If you earn 4.5% on your retirement savings and inflation is 2.5%, you’ll earn a real return of 2% each year. In our example, an annuity calculator puts your retirement savings goal at $796,557. Using a future value calculator, you can figure how much to sock away each year to hit your goal. For example, if you start investing $6,000 a year for 30 years and earn a 9% annual return (the long-term return on stocks since 1926 is 10%), you will have $817,845 at retirement, more than enough to meet the example target. You can use the calculator to figure out your annual savings goal based on your age and expected annual return.
If all that seems too complicated, try using the 4% rule. Simply divide your required annual payment by 4% to get your target savings amount.
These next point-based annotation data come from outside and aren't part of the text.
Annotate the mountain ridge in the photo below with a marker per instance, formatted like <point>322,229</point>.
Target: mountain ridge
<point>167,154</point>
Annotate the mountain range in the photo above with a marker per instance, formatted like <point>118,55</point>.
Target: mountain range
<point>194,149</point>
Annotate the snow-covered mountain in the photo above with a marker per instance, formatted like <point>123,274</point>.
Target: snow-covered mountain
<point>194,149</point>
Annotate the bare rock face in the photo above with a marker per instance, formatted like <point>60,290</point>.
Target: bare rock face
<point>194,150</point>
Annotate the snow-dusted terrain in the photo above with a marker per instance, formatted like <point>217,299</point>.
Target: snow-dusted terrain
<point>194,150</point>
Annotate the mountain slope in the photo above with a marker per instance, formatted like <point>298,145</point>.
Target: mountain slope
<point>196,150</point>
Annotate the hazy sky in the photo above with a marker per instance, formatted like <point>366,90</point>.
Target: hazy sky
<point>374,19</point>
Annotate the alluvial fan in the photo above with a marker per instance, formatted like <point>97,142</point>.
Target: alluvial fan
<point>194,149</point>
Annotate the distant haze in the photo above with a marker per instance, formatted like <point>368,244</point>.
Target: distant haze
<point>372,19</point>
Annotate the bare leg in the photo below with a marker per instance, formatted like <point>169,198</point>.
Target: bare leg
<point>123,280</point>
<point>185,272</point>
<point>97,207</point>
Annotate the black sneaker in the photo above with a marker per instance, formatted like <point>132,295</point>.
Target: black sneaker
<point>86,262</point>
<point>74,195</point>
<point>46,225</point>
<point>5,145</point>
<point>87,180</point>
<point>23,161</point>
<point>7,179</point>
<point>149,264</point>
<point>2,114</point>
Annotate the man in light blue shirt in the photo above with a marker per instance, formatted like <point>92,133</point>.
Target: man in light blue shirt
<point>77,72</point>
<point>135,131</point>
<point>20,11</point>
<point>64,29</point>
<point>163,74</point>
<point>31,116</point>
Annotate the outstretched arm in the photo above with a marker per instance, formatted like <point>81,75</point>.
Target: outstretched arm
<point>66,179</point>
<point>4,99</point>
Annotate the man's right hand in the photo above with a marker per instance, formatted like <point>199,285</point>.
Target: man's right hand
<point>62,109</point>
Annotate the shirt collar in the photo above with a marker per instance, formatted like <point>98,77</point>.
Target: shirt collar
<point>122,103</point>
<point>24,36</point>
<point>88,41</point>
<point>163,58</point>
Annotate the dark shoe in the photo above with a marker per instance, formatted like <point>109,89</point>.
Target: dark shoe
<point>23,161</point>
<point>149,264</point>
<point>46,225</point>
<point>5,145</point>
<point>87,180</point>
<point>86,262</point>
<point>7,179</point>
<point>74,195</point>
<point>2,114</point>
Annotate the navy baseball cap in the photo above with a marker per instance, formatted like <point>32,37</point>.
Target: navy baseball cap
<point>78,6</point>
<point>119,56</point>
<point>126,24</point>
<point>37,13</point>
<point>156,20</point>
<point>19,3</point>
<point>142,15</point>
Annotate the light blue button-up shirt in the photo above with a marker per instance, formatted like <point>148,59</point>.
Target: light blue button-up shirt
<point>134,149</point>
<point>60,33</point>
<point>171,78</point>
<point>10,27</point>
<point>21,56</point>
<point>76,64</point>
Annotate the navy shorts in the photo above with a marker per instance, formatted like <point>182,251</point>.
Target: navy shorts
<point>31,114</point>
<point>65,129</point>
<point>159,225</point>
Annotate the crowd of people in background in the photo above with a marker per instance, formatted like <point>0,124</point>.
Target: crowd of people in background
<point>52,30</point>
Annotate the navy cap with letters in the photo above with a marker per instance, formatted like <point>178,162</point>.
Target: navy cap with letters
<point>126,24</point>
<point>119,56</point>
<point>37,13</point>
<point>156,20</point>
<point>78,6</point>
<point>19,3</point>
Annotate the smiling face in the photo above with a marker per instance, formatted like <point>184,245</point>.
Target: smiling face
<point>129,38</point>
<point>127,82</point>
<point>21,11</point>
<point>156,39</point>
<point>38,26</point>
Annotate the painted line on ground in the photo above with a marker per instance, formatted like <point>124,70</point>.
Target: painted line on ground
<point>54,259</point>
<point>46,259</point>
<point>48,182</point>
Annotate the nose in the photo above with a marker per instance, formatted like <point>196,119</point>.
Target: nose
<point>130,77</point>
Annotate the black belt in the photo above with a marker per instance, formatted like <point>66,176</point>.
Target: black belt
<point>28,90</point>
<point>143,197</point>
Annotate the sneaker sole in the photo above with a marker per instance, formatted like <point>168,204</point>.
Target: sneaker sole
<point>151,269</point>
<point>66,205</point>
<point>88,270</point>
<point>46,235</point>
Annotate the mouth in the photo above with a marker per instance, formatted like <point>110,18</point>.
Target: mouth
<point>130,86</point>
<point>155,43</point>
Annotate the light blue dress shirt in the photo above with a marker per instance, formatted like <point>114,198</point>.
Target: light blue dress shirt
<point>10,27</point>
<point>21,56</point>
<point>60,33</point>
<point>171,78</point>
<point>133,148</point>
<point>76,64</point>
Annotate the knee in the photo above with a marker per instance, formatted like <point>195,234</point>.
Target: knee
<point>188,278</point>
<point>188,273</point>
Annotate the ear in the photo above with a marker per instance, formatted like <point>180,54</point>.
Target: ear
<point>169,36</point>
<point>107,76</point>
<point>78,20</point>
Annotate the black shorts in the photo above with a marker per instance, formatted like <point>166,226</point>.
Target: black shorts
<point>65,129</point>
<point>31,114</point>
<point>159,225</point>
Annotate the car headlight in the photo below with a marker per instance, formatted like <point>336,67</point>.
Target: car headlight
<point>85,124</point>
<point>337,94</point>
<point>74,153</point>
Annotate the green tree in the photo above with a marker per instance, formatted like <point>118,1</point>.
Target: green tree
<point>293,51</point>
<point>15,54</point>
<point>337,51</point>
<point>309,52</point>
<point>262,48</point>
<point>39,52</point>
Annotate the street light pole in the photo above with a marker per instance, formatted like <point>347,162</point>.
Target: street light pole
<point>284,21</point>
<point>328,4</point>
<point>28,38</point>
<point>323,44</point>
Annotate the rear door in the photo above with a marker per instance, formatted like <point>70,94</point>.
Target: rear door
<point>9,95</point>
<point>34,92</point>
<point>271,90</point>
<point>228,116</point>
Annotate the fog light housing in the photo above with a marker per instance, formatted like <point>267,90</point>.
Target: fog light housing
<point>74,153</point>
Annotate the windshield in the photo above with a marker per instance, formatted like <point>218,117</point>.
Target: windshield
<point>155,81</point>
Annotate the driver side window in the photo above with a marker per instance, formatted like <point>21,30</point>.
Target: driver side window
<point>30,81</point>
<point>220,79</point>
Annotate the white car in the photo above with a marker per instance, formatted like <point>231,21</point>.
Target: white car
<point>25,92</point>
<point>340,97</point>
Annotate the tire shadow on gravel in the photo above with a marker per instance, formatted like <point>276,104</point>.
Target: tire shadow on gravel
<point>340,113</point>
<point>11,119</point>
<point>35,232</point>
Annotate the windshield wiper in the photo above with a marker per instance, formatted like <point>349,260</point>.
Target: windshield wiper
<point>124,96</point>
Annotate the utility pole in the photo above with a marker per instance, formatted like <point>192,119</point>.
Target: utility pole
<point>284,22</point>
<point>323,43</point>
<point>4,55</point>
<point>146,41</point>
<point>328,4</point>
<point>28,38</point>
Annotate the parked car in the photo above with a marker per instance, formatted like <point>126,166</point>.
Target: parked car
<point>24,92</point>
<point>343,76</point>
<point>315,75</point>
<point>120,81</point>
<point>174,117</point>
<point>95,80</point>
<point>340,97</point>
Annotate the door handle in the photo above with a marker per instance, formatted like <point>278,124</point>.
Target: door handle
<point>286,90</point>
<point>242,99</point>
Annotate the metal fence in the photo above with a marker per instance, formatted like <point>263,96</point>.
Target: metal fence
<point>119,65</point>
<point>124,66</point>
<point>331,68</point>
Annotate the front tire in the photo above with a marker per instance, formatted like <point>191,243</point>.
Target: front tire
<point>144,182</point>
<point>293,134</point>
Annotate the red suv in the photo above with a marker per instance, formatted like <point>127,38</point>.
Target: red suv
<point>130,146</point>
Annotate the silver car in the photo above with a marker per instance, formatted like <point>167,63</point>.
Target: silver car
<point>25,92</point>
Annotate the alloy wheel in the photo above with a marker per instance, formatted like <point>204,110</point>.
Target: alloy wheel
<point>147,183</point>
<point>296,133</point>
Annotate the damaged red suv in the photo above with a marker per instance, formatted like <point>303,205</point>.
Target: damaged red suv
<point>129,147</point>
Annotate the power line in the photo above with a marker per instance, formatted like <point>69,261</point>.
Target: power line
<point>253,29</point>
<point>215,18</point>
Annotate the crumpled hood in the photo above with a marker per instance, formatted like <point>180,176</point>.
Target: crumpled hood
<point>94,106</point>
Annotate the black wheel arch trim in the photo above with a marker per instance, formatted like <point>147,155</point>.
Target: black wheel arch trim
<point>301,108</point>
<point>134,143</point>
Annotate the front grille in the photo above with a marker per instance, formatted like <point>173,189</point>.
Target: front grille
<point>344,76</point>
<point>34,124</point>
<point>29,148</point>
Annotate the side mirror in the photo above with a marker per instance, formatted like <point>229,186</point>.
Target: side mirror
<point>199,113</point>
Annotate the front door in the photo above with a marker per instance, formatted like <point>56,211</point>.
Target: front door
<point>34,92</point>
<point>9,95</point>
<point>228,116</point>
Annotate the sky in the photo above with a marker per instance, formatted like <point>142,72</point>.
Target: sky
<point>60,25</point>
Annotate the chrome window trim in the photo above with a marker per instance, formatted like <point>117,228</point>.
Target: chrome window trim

In this example, a required annual income of $40,000 divided by 4% gives you a target of $1 million. That’s a little higher than the calculator amount, which means you have more breathing room if you earn less than the expected average annual return.
Which Retirement Plan Is Best?
Generally, the best retirement plan is one in which your employer can make contributions, such as a 401(k) or 403(b). With these, you can contribute up to the annual limit and your employer can provide either matching funds or a non-matching amount. Your contributions are tax-deductible and not included in your taxable income — you pay taxes when you withdraw your money later.
In 2019, you can contribute up to $19,000 to your 401(k) ($25,000 if you are 50 or older). Your employer’s contributions are limited by the total contribution cap of $56,000 (or $62,000 if you are 50 or older). You must begin taking required minimum distributions (RMDs) by age 70, unless you are still employed. If so, you can continue to contribute and postpone RMDs until you retire. RMDs are based upon the account balance and your life expectancy, as estimated by the Internal Revenue Service.
If you are a business owner or self-employed, you can open a Solo 401(k) with similar limits. With these, you can’t postpone RMDs beyond age 70, even if you continue to work.
Another good alternative is an Individual Retirement Account (IRA). In 2019, you can contribute up to $6,000 a year ($7,000 if you are 50 or older). IRAs have tax-deduction and RMD rules similar to 401(k)s. You are allowed to have a 401(k) and an IRA at the same time, but the deductibility of your IRA contributions will begin to phase out if your modified adjust gross income (MAGI) exceeds a set amount. For 2019, the phase-out begins at $64,000 for single filers and $103,000 for joint filers.
Roth versions of IRAs and 401(k)s are available. These do not provide a tax deduction for contributions, but if you follow the rules, your withdrawals are tax-free. Roth accounts have no RMDs. Traditional and Roth accounts penalize withdrawals 10% before age 65 (for Roth, the penalty applies to withdrawn earnings, not contributions). They also offer some exemptions from the early-withdrawal penalty if you use the money for certain purposes.
Conclusion
Your retirement finances are not set in stone. You have options at any age. The important point is to understand how much you will need to live on and adjust your lifestyle accordingly. Naturally, the earlier you start saving for your retirement, the better off you’ll be. You can use online calculators to figure how much you’ll need to sock away to make your retirement comfortable.
Using a tax-sheltered retirement account makes saving easy, because you postpone taxes until you retire. Make a commitment to your retirement plan now and reap the rewards in your golden years.